Those wondering whether local cities and towns — and not the state — should have the power to decide how many liquor licenses are handed out should take comfort in the aggressive enforcement actions handed down in Peabody and Salem earlier this week.
In Peabody, the Licensing Board outlawed the serving of alcohol after 10 p.m. at Oliveira’s Steak House on Walnut Street. The ban, which starts Jan. 20, will last six months. Previously, the bar closed at 1 a.m.
The board was responding to complaints of lawless behavior outside the restaurant, including a stabbing and an incident in which bystanders tried to help a patron who had been arrested escape police custody.
“I’ve never seen a place where you have to go there on a continuous basis,” Peabody police Sgt. Vincent Patermo told the Licensing Board Monday. “The crowds that come out of there are pretty large. It gets volatile. ... It’s dangerous for us. ... Someone’s going to get hurt.”
An unruly crowd was behind a similarly tough judgment against a Salem establishment.

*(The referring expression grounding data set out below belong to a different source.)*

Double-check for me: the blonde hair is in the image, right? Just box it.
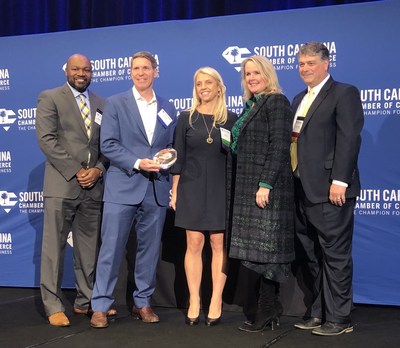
[189,67,228,127]
[241,56,282,101]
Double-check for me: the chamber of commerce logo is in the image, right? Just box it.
[0,150,12,174]
[361,87,400,116]
[0,232,12,255]
[355,188,400,216]
[0,108,17,131]
[0,68,10,91]
[222,46,251,71]
[0,190,18,213]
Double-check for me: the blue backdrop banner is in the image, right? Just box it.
[1,0,399,306]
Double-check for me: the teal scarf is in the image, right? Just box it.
[230,94,261,154]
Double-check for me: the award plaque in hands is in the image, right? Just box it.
[153,148,177,169]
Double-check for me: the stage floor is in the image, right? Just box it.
[1,287,399,348]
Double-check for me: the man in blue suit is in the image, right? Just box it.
[90,51,176,328]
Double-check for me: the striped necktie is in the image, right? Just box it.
[79,94,91,137]
[291,88,314,171]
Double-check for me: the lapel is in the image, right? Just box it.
[151,98,167,146]
[124,90,148,141]
[240,95,269,132]
[87,91,100,142]
[301,77,334,131]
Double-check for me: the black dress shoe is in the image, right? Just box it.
[312,321,353,336]
[294,317,322,330]
[185,316,199,326]
[205,316,221,326]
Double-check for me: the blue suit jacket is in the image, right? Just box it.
[100,89,177,206]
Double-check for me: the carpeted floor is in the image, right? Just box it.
[1,287,399,348]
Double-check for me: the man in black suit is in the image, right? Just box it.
[291,42,363,336]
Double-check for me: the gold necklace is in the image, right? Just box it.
[200,113,214,144]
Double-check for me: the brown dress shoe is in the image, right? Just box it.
[90,311,108,328]
[73,307,90,315]
[48,312,70,327]
[132,306,160,323]
[73,307,117,316]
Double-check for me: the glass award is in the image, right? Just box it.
[153,148,177,169]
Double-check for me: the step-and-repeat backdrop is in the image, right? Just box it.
[1,0,399,306]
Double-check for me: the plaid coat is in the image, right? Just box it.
[226,93,294,264]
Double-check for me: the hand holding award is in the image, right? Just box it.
[153,148,177,169]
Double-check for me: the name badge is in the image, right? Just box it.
[157,109,173,128]
[292,116,305,138]
[220,127,231,151]
[95,109,103,125]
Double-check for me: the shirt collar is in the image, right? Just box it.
[132,85,157,104]
[310,74,330,96]
[67,82,89,99]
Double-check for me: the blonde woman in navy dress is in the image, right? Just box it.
[170,67,237,326]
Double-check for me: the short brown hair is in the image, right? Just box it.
[131,51,158,69]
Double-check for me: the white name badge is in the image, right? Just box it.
[220,127,231,146]
[95,110,102,125]
[292,116,305,137]
[157,108,173,128]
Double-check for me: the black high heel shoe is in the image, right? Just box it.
[239,318,278,332]
[239,278,281,333]
[240,304,281,332]
[185,315,200,326]
[205,315,221,327]
[206,303,223,327]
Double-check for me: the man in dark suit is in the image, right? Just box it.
[291,42,363,336]
[36,54,108,326]
[90,51,176,328]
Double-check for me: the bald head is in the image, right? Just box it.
[65,54,92,92]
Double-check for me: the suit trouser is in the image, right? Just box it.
[294,179,354,324]
[40,192,101,316]
[91,182,167,312]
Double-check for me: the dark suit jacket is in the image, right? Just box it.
[36,83,106,201]
[100,89,177,207]
[292,76,364,204]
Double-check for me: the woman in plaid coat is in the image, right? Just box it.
[226,56,294,332]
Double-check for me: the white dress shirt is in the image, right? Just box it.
[132,86,158,170]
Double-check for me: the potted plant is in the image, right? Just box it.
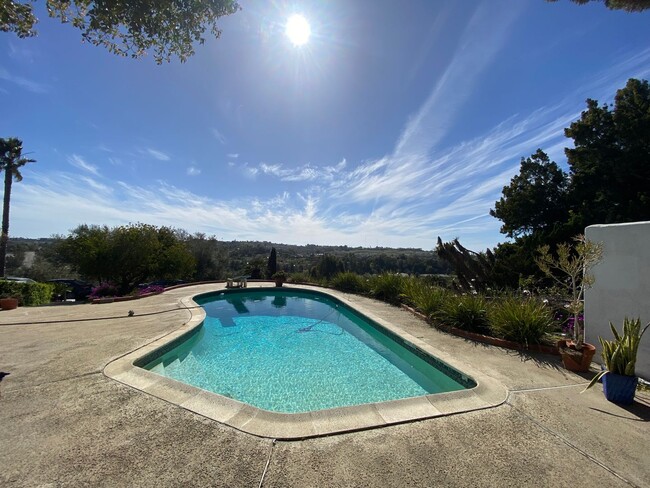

The Black Lobster’s license was suspended for two nights because of a fight outside the Bridge Street restaurant in late November. A crowd of 50 to 75 people had gathered to watch the scuffle between two patrons who left the bar, taunting police and closing in around them.
“It was a scary night, that night,” said police officer Roberson Troncoso, who was injured while making an arrest at the scene.
The aggressive actions by local licensing boards come as more North Shore cities and towns push for the right to decide on their own how many establishments in their communities can serve beer, wine and alcohol.
Peabody Mayor Ted Bettencourt is looking for 10 new liquor licenses to be used at restaurants in the downtown and at Northshore Mall. Five of those licenses would be used as part of the city’s effort to revitalize the downtown area. Adding restaurants adds foot traffic, which benefits all businesses in the area.
Beverly hopes to add four new licenses and has already picked out the establishments: Happy Clam Seafood Cafe, Larcom Theatre, Wicked Art Bar, and Half Baked Cafe and Bakery. Larcom Theatre would receive an all-alcohol license, while the other three businesses would get beer-and-wine licenses. Again, the idea is to spark the downtown economy.
Both efforts are currently working their way through the legislative process on Beacon Hill, thanks to an outdated law that allows the state House and Senate to decide what’s best for cities and towns. We have long said that local communities should have the right to decide how to best administer alcohol licenses and that the marketplace is the best way to determine how many licenses are necessary.
There are those who worry that adding licenses will bring more trouble like the recent incidents in Peabody and Salem. Of course, there’s no guarantee that wouldn’t happen. But the strong reactions from the licensing boards in those two cities show local communities are able to handle such problems on their own, without interference from the state.